Step 1) Creating Bucket as shown below.

Data operations in Hive

From the above screen shot

  • We are creating sample_bucket with column names such as first_name, job_id, department, salary and country
  • We are creating 4 buckets overhere.
  • Once the data get loaded it automatically, place the data into 4 buckets

Step 2) Loading Data into table sample bucket

Assuming that"Employees table" already created in Hive system. In this step, we will see the loading of Data from employees table into table sample bucket.

Before we start moving employees data into buckets, make sure that it consist of column names such as first_name, job_id, department, salary and country.

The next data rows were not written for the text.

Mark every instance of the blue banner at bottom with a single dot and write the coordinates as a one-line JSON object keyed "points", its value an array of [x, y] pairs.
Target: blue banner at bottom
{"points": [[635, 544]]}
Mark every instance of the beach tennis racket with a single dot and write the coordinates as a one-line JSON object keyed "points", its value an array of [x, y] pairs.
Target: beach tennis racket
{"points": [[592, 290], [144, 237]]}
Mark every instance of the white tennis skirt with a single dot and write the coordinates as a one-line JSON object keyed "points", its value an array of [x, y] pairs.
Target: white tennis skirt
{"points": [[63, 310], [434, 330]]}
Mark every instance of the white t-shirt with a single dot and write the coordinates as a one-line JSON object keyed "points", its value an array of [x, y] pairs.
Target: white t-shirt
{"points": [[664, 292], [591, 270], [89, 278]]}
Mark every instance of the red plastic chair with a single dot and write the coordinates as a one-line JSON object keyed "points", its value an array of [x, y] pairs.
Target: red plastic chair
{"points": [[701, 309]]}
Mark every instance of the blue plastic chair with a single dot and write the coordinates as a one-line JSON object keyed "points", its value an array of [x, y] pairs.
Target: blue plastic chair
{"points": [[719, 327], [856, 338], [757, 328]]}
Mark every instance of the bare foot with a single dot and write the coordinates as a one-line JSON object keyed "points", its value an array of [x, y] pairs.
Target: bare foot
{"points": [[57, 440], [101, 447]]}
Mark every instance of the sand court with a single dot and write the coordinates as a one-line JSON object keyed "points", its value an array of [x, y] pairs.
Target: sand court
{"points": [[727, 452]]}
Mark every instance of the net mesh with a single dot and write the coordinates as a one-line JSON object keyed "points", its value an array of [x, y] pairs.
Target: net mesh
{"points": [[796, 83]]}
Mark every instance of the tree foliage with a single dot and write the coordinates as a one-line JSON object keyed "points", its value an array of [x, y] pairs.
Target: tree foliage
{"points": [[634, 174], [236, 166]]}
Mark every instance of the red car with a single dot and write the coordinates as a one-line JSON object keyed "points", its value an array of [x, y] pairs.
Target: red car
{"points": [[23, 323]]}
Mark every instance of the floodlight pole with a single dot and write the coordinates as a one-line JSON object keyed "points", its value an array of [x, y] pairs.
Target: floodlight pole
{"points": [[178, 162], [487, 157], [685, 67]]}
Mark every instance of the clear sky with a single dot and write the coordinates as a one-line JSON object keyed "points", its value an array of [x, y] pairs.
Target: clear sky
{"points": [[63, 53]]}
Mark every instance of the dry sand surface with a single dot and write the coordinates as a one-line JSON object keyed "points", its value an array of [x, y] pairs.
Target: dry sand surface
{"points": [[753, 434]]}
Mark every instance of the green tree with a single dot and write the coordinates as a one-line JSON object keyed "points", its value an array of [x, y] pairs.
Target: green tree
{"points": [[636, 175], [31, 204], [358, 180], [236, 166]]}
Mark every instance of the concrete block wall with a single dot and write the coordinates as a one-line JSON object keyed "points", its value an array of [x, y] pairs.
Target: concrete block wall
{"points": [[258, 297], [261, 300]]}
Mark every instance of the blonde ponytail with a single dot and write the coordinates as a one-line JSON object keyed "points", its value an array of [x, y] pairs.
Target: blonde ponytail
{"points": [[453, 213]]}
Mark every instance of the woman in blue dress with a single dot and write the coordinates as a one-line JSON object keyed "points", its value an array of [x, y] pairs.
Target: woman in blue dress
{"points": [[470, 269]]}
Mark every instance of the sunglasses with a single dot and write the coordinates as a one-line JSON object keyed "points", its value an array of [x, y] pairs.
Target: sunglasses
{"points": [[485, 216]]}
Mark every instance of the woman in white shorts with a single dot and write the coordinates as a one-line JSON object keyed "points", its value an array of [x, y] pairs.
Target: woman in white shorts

Here we are loading data into sample bucket from employees table.

Data operations in Hive

Step 3)Displaying 4 buckets that created in Step 1

Data operations in Hive

From the above screenshot, we can see that the data from the employees table is transferred into 4 buckets created in step 1.

Views and Indexes

Views:

Views are Similar to tables, which are generated based on the requirements.

  • We can save any result set data as a view in Hive
  • Usage is similar to as views used in SQL
  • All type of DML operations can be performed on a view

Creation of View:

Syntax:

Create VIEW < VIEWNAME> AS SELECT

Example:

Hive>Create VIEW Sample_ViewAS SELECT * FROM employees WHERE salary>25000

In this example, we are creating view Sample_View where it will display all the row values with salary field greater than 25000.

Index:

Indexes are pointers to particular column name of a table.

  • The user has to manually define the index
  • Wherever we are creating index, it means that we are creating pointer to particular column name of table
  • Any Changes made to the column present in tables are stored using the index value created on the column name.

Syntax:

Create INDEX < INDEX_NAME> ON TABLE < TABLE_NAME(column names)>

Example:

Create INDEX sample_Index ON TABLE guruhive_internaltable(id)

Here we are creating index on table guruhive_internaltable for column name id.